A 50/50 power split also meant that the tires would break loose with predictability. Of course, heavy surgery like this meant that extensive modifications had to be made for the rest of the car's components. One-off suspension parts and unique carbon fiber body panels put in a team effort to make the car an aesthetically pleasing show car, a capable drift machine, and a rolling film studio. Filming Gymkhana takes an entire film crew, so to avoid burning through cash paying videographer salaries while the car was serviced, RTR designed the car with some neat features. A removable windshield and quick release doors help film crews access cameras easily and save time in this area.

Another feature crucial to make the Hoonicorn studio-ready is stellar reliability to avoid time consuming breakdowns. Ensuring that the Hoonicorn's drivetrain could take the stress of constantly burning all four of its rubber shoes is a clutch designed as a fuse. If the stress approaches the limit of what the axles, transmission, or driveline can handle, the clutch will give out first. An easily accessible transmission tunnel means that replacing the clutch takes no more than 90 minutes. Obviously, tires were also a priority because despite the fact that Block had custom Pirelli Trofeo Rs with a unique compound designed to make smoke installed on the car, the film crew's tight schedule meant that servicing the Hoonicorn had to be a quick process.

This meant that the film crew had to bring 20 sets of mounted tires to the shoot so that spent rubber could be replaced immediately.

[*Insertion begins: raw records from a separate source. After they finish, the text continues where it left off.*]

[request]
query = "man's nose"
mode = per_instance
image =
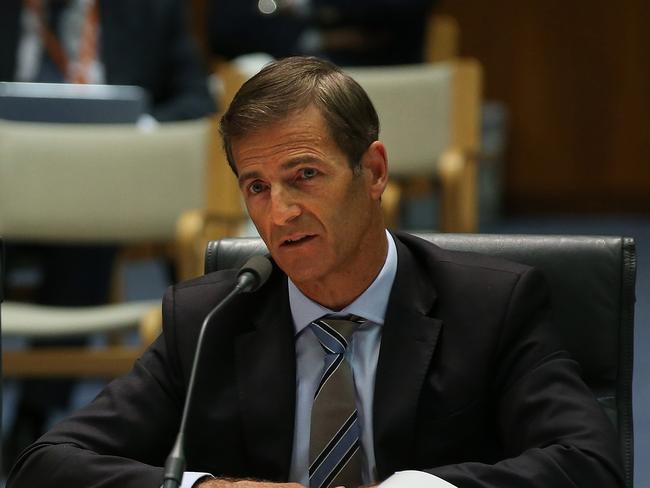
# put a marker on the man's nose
(284, 208)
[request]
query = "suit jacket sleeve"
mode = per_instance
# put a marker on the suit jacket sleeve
(123, 437)
(550, 428)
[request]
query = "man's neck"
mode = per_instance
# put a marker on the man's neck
(338, 290)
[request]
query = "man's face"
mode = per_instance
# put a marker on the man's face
(318, 218)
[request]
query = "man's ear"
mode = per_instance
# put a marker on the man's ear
(374, 164)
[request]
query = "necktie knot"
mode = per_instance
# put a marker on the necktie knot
(334, 332)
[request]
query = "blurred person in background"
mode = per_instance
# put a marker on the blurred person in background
(118, 42)
(349, 33)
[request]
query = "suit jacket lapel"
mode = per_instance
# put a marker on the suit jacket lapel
(267, 382)
(408, 341)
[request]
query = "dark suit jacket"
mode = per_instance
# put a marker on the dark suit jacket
(469, 387)
(142, 42)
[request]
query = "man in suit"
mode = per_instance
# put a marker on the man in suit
(456, 379)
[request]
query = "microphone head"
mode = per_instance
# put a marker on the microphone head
(255, 272)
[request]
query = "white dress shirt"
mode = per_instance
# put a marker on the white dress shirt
(362, 355)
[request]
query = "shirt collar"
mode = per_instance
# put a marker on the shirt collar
(371, 304)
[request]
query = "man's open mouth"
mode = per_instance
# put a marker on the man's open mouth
(297, 240)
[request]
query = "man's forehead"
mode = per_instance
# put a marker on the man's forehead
(303, 132)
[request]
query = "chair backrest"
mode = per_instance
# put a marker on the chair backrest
(424, 110)
(99, 183)
(592, 281)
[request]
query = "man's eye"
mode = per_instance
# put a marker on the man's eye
(308, 173)
(256, 187)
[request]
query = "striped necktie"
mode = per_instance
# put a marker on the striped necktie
(334, 456)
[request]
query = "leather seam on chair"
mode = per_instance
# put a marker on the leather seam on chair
(626, 338)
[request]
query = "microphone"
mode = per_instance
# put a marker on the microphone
(250, 278)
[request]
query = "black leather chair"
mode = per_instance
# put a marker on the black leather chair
(592, 280)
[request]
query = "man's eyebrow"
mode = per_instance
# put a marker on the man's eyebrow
(298, 160)
(292, 163)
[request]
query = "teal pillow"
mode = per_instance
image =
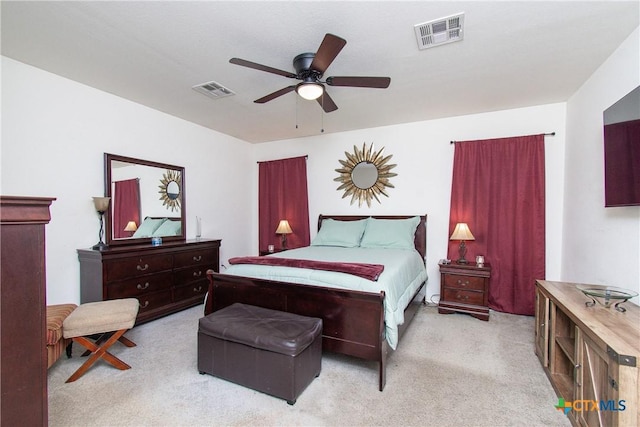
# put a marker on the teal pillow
(148, 227)
(390, 233)
(168, 228)
(346, 234)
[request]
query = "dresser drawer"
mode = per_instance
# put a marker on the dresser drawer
(464, 282)
(139, 285)
(195, 289)
(463, 296)
(197, 257)
(154, 300)
(125, 268)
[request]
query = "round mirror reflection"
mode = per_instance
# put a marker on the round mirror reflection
(364, 175)
(173, 190)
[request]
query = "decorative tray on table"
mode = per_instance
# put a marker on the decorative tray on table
(607, 295)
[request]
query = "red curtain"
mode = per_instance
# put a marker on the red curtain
(126, 206)
(282, 194)
(498, 189)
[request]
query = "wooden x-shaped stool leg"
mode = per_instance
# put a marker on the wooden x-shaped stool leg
(100, 352)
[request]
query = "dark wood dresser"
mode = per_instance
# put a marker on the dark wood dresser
(23, 311)
(464, 288)
(165, 279)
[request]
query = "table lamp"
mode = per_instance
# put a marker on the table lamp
(462, 233)
(284, 228)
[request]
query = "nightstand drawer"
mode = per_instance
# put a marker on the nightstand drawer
(464, 282)
(463, 296)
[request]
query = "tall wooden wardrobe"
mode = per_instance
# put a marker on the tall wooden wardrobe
(23, 353)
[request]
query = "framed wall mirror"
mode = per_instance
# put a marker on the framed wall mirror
(147, 200)
(365, 174)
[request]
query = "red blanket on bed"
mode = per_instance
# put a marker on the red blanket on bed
(367, 271)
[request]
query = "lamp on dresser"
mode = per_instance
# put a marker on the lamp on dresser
(284, 228)
(101, 204)
(462, 233)
(131, 227)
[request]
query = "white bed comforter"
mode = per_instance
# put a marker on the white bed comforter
(404, 272)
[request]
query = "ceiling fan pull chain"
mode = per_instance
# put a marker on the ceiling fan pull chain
(322, 115)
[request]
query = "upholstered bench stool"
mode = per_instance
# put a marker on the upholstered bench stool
(109, 319)
(56, 343)
(269, 351)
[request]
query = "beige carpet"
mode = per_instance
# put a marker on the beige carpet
(449, 370)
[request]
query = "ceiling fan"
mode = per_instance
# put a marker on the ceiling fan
(309, 68)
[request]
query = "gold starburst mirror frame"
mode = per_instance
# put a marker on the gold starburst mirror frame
(170, 186)
(365, 174)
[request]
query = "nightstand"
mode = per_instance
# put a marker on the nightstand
(264, 252)
(464, 288)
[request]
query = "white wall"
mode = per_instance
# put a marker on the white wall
(54, 134)
(424, 157)
(601, 245)
(55, 131)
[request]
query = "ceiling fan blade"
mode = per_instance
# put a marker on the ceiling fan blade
(255, 66)
(327, 103)
(329, 48)
(275, 94)
(374, 82)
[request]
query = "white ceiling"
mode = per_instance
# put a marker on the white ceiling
(514, 54)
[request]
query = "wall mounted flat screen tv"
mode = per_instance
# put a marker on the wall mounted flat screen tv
(622, 151)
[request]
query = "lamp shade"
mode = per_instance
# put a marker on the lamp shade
(101, 203)
(131, 226)
(284, 227)
(310, 91)
(462, 232)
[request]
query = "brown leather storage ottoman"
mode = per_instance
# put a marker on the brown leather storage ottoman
(269, 351)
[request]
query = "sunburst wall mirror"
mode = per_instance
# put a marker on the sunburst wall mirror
(170, 186)
(365, 174)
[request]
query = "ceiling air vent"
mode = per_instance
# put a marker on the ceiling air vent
(213, 90)
(440, 31)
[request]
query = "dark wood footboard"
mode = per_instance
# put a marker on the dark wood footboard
(353, 321)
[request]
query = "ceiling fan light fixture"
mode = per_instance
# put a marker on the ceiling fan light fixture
(310, 91)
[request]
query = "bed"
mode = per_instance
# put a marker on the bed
(360, 321)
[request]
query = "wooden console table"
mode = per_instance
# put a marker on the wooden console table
(590, 354)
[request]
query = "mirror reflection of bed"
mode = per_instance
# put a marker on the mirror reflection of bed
(361, 317)
(146, 199)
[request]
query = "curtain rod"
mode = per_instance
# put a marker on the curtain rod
(545, 134)
(306, 156)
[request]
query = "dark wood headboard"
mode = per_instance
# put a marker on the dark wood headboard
(420, 240)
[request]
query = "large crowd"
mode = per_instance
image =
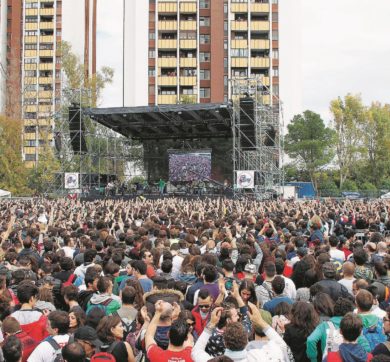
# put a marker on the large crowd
(189, 167)
(194, 280)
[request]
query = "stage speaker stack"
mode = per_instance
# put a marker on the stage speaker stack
(76, 130)
(247, 125)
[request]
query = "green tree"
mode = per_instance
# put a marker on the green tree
(349, 115)
(376, 140)
(310, 143)
(13, 173)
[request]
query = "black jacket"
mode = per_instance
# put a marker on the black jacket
(334, 289)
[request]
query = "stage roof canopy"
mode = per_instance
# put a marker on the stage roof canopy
(178, 121)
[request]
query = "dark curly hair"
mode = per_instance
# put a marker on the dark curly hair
(235, 337)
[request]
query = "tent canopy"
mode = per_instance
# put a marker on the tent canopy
(4, 193)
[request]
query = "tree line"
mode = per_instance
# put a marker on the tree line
(349, 154)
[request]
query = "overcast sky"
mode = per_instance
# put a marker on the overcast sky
(327, 49)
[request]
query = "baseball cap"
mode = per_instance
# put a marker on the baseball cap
(87, 333)
(250, 268)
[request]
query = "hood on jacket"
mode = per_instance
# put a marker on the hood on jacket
(352, 352)
(100, 298)
(369, 320)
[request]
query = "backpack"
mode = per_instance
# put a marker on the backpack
(104, 353)
(57, 348)
(374, 334)
(333, 339)
(70, 280)
(129, 326)
(103, 306)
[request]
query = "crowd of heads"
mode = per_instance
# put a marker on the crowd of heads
(212, 279)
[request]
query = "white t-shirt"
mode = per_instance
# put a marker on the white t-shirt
(44, 352)
(337, 254)
(348, 284)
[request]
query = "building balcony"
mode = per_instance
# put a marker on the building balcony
(29, 136)
(260, 25)
(167, 8)
(30, 53)
(239, 25)
(46, 25)
(30, 108)
(260, 62)
(188, 44)
(30, 66)
(30, 80)
(187, 25)
(46, 66)
(167, 99)
(30, 94)
(239, 7)
(167, 62)
(45, 94)
(31, 26)
(188, 81)
(188, 98)
(46, 39)
(47, 11)
(167, 43)
(188, 62)
(240, 44)
(259, 8)
(188, 7)
(46, 53)
(167, 81)
(30, 39)
(239, 62)
(266, 99)
(259, 44)
(31, 12)
(45, 80)
(167, 25)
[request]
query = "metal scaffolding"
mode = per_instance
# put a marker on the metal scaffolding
(97, 153)
(263, 151)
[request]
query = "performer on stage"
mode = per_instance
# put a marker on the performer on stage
(161, 186)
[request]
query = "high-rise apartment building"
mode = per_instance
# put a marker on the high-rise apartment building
(196, 46)
(33, 65)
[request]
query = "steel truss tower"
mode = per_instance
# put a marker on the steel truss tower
(88, 148)
(263, 150)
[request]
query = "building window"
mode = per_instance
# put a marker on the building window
(204, 21)
(31, 19)
(29, 143)
(29, 157)
(30, 60)
(204, 4)
(30, 46)
(204, 74)
(204, 93)
(204, 39)
(204, 57)
(239, 52)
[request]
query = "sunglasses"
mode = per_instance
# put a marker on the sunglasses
(205, 306)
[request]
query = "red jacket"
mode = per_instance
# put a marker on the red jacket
(28, 344)
(200, 323)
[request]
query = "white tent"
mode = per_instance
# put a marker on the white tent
(4, 194)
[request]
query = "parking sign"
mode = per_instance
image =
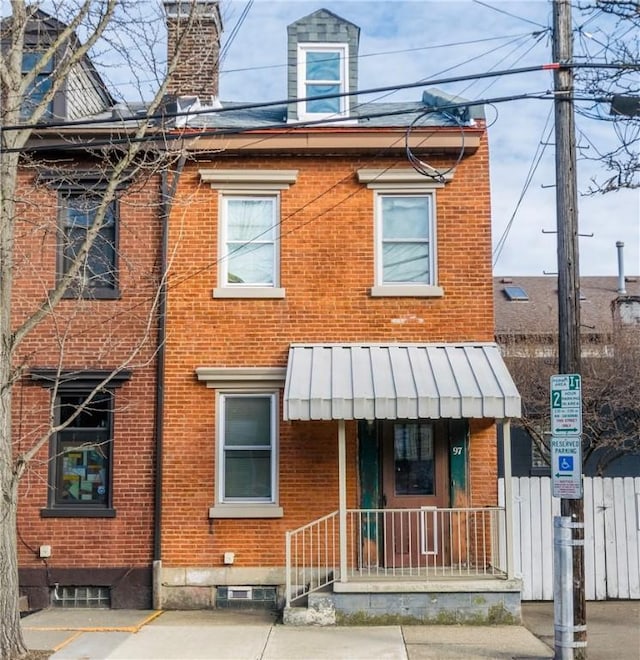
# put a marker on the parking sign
(566, 467)
(566, 404)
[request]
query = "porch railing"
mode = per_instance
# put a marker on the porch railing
(401, 544)
(312, 557)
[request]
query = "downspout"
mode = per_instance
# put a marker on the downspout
(508, 497)
(621, 284)
(167, 194)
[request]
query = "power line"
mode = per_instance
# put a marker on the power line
(289, 101)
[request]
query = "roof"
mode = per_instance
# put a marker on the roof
(539, 314)
(398, 381)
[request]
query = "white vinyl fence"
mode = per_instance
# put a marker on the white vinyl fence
(612, 536)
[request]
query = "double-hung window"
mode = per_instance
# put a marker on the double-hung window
(81, 449)
(249, 218)
(405, 255)
(97, 273)
(246, 455)
(405, 241)
(322, 71)
(250, 240)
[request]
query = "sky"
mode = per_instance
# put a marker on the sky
(404, 42)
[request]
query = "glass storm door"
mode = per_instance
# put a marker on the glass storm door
(415, 484)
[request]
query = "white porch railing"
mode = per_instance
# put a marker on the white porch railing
(404, 544)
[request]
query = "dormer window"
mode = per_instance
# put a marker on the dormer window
(39, 87)
(323, 62)
(322, 71)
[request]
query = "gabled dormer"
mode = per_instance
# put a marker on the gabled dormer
(81, 93)
(322, 60)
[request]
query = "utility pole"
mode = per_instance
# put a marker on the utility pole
(568, 277)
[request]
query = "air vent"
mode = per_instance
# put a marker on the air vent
(515, 293)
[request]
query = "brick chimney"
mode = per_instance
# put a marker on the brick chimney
(193, 29)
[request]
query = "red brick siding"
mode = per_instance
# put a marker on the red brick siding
(97, 335)
(327, 268)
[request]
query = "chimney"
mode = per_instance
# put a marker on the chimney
(193, 31)
(621, 284)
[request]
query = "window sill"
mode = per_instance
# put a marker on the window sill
(246, 511)
(407, 290)
(77, 512)
(249, 292)
(92, 294)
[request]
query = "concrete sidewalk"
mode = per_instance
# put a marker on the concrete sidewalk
(613, 627)
(225, 635)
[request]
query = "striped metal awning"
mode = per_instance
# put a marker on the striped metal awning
(398, 381)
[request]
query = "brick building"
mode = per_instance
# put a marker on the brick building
(328, 348)
(85, 385)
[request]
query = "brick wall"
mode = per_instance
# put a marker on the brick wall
(327, 269)
(83, 334)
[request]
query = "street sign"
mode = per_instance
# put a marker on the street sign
(566, 404)
(566, 467)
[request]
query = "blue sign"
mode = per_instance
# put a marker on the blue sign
(565, 463)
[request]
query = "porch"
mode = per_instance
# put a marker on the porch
(401, 565)
(408, 554)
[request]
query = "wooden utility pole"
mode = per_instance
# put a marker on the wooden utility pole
(568, 275)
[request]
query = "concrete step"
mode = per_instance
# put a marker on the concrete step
(320, 611)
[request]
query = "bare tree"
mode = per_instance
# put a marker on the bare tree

Like any good movie, constructing the Hoonicorn Mustang, and later shooting it, required a lot of effort on the part of many people. At least all of this effort paid off. In total, the project took two years to complete from conceptualization to physical manifestation. Due to all of the preparation, the Hoonicorn RTR Mustang looked right at home acting the role of the most desirable Los Angeles getaway car. We wish we had one, but we're sure that Ken Block won't ever take his hands off of the epic car. It's okay though because if we had such an impressive and purpose built hooning toy, we wouldn't either.